Juger une série sur la foi du premier épisode est un exercice périlleux. En découvrant une nouvelle production, on risque les bonnes comme les mauvaises surprises, de désillusions perdues en temps gagné à faire autre chose que de s’avachir devant un spectacle dispensable. Il arrive aussi que la frontière entre le bon et le moyen soit fine au point que si l’on ne passe pas un mauvais moment, on n’exulte pas pour autant, quand bien même le show runner s’appellerait Julian Fellowes, scénariste de Gosford Park, créateur de Downton Abbey et Belgravia.
Le premier épisode de The Gilded Age vient d’arriver sur OCS suivant la diffusion mondiale (à raison d’un épisode chaque semaine) et auréolé de la caution fellowesienne. New York, 1882, le XXe siècle point à l’horizon et avec lui les grands changements en marche, entre expansion économique, industrialisation à marche forcée, croissance exponentielle des villes, des richesses et des aspirations de toutes sortes. À l’angle de la (pas encore mythique) 5ème Avenue et de la 61ème rue (soit à deux blocks de la Trump Tower un siècle plus tard, NDLR) des déménageurs s’affairent tandis que la caméra opère un mouvement de déjà-vu en pénétrant dans la demeure des Russell, suivant un personnage, puis un second, virevoltant d’une pièce à une autre, d’une nuque à une coiffe ou un chapeau, des pieds des protagonistes aux lustres aux plafonds dans de longs mouvements qui à la fois s’attardent sur des détails et veulent embrasser l’ensemble.

La technique à l’œuvre dans ce premier épisode est plus qu’une manière de faire, c’est une signature : l’exposition, la mise en place du cadre, la présentation des personnages de second ou de premier plan est le fruit d’une mise en scène (trop) soignée et la reconstitution des rues, des bâtiments, plonge d’emblée le spectateur au coeur de Manhattan et de l’action à venir à grand renfort de fond vert et de reconstitution numérique. Présenté comme le Downton Abbey du Nouveau Monde, The Gilded Age se distingue de son aînée par son rythme rapide et saccadé et par une musique qui hésite entre western et marche militaire. Du côté de l’intrigue, on découvre avec « Never the new » (Jamais les nouveaux) le déploiement peu subtil d’une histoire faite d’ambitions contrariées et de destins malmenés, de batailles pour l’émancipation face au poids des traditions, de nouveaux riches et de grandes familles qui ont reçu la respectabilité en héritage.

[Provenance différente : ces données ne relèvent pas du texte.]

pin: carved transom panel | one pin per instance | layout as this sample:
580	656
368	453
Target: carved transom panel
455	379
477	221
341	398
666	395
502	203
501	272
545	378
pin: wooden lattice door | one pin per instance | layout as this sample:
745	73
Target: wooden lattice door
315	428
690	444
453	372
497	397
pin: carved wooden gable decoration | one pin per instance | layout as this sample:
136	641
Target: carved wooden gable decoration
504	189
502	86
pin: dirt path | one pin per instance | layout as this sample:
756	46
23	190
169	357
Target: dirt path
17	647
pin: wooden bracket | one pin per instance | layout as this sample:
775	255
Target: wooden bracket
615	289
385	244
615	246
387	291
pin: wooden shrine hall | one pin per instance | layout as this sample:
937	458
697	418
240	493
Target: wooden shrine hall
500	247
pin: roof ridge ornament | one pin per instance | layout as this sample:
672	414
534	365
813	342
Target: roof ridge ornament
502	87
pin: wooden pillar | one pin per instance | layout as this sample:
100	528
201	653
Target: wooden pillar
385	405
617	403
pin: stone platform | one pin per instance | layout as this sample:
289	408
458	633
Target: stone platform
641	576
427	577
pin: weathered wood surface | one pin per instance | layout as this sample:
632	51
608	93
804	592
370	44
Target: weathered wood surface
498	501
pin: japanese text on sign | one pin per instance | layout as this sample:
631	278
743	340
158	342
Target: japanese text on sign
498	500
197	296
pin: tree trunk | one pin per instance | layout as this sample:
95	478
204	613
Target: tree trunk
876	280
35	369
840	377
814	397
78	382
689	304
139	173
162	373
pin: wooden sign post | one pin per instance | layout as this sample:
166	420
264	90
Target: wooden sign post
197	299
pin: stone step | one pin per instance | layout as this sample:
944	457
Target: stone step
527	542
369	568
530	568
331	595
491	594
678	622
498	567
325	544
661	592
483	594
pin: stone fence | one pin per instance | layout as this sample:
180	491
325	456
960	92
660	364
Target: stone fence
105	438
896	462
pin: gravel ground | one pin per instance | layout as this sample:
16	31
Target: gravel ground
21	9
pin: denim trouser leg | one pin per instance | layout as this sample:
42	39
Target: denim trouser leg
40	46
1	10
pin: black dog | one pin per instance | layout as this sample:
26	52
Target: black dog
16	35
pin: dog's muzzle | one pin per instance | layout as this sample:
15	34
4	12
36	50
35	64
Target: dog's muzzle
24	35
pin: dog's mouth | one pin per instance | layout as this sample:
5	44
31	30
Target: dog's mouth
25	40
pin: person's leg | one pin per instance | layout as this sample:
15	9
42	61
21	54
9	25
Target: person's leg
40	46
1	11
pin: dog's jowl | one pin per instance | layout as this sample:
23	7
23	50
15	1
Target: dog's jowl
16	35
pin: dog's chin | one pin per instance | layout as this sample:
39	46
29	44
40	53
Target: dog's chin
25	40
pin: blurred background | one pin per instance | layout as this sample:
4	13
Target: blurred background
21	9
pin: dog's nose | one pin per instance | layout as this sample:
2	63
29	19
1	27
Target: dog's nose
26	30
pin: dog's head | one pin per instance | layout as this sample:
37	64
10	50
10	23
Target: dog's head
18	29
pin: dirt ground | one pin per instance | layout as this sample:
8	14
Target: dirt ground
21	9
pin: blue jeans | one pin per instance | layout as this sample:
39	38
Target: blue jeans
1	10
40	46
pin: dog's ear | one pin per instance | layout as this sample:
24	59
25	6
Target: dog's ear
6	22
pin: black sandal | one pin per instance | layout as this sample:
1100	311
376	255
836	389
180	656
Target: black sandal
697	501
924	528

Dès l’ouverture, quand la jeune Marian Brook ruinée est contrainte de venir vivre chez ses tantes Agnes et Ada, membres de la haute société new-yorkaise, on comprend que la question de l’atavisme (familial, communautaire, social) sera au centre de The Gilded Age — tout en étant très (trop ?) prévisible. Il est donc rapidement établi que diverses oppositions serviront de fil conducteur : la jeune génération contre l’ancienne, les nouvelles fortunes contre les descendants historiques des pèlerins originels, la volonté d’échapper aux statuts et aux castes auxquels beaucoup sont assignés. Si le premier épisode est centré sur la personne de Bertha Russel impatiente jusqu’à l’obsession d’intégrer la haute société parce qu’elle vient d’emménager près de Central Park et que son mari est un banquier aux affaires florissantes, on pressent que la trame se (dé)multipliera avec les personnes de Marian, Peggy, Larry, Oscar vivant à l’ombre de leurs parents et aînés portant les noms d’Astor, Chamberlain, Adams, van Rhijn…

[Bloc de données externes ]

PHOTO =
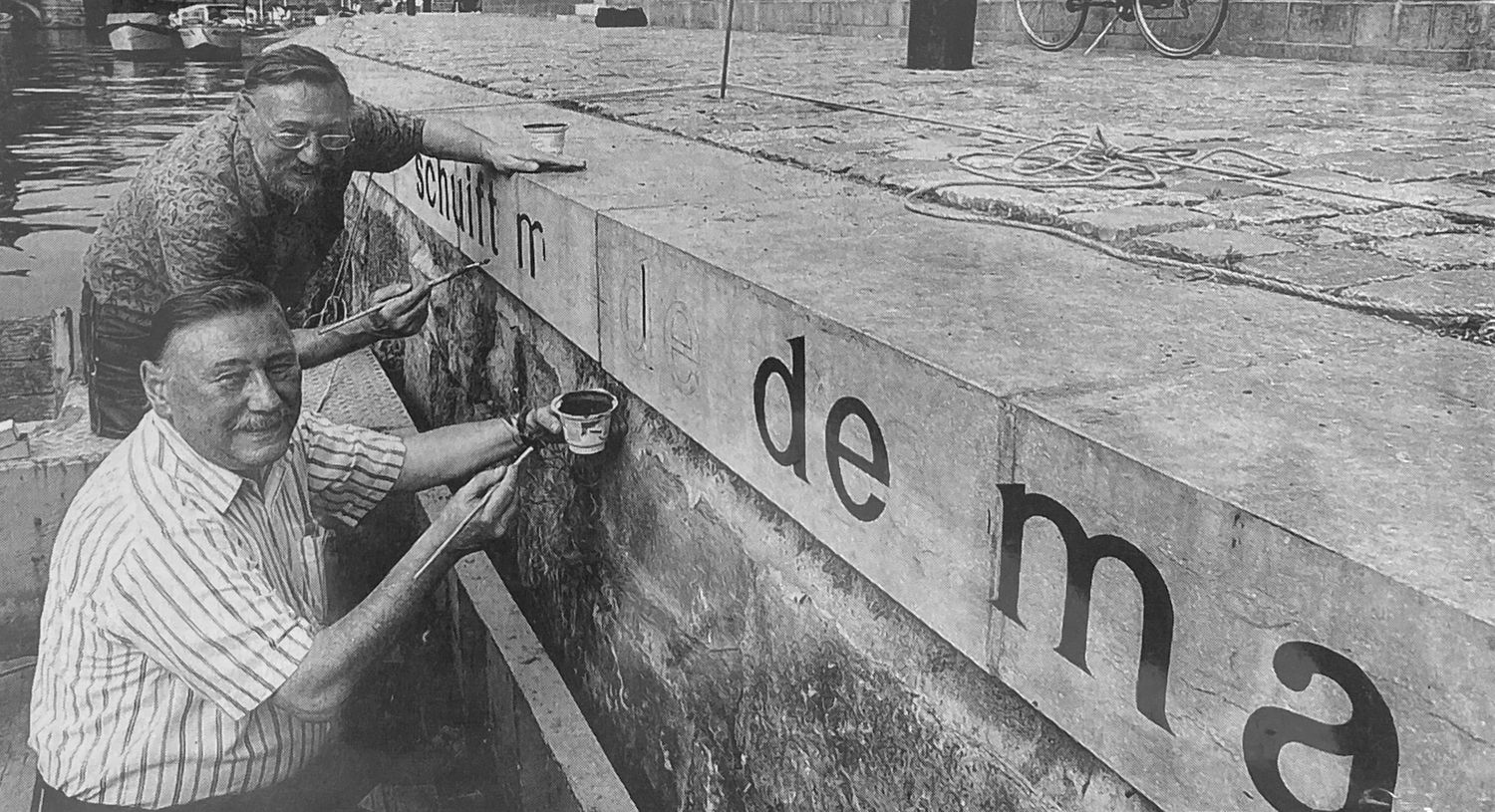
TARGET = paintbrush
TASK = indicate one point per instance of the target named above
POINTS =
(376, 307)
(466, 519)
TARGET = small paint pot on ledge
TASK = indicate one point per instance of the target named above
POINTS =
(586, 417)
(547, 136)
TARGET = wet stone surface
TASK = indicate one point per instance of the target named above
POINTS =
(1371, 143)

On souhaite que la suite soit un plus sobre pour délivrer romance, glamour et antagonismes divers à même de brosser de beaux portraits de classes et les conflits inévitables à l’heure de la confrontation entre le monde d’avant et celui qui vient. Malgré un pitch appelé et une réalisation clinquante, The Gilded Age s’annonce donc (à l’image de son propos) comme la série des possibles.

The Gilded Age, de Michael Engler et Salli Richardson-Whitfield, créé par Julian Fellowes. Avec dans les rôles principaux : Morgan Spector, Louisa Jacobson, Denée Benton, Carrie Coon, Christine Baranski, Cynthia Nixon, Jeanne Tripplehorn.
Produit par HBO, diffusé en France en US+24 sur OCS à partir du 25 janvier 2022. Un épisode par semaine, le deuxième ce soir, mardi 1er février.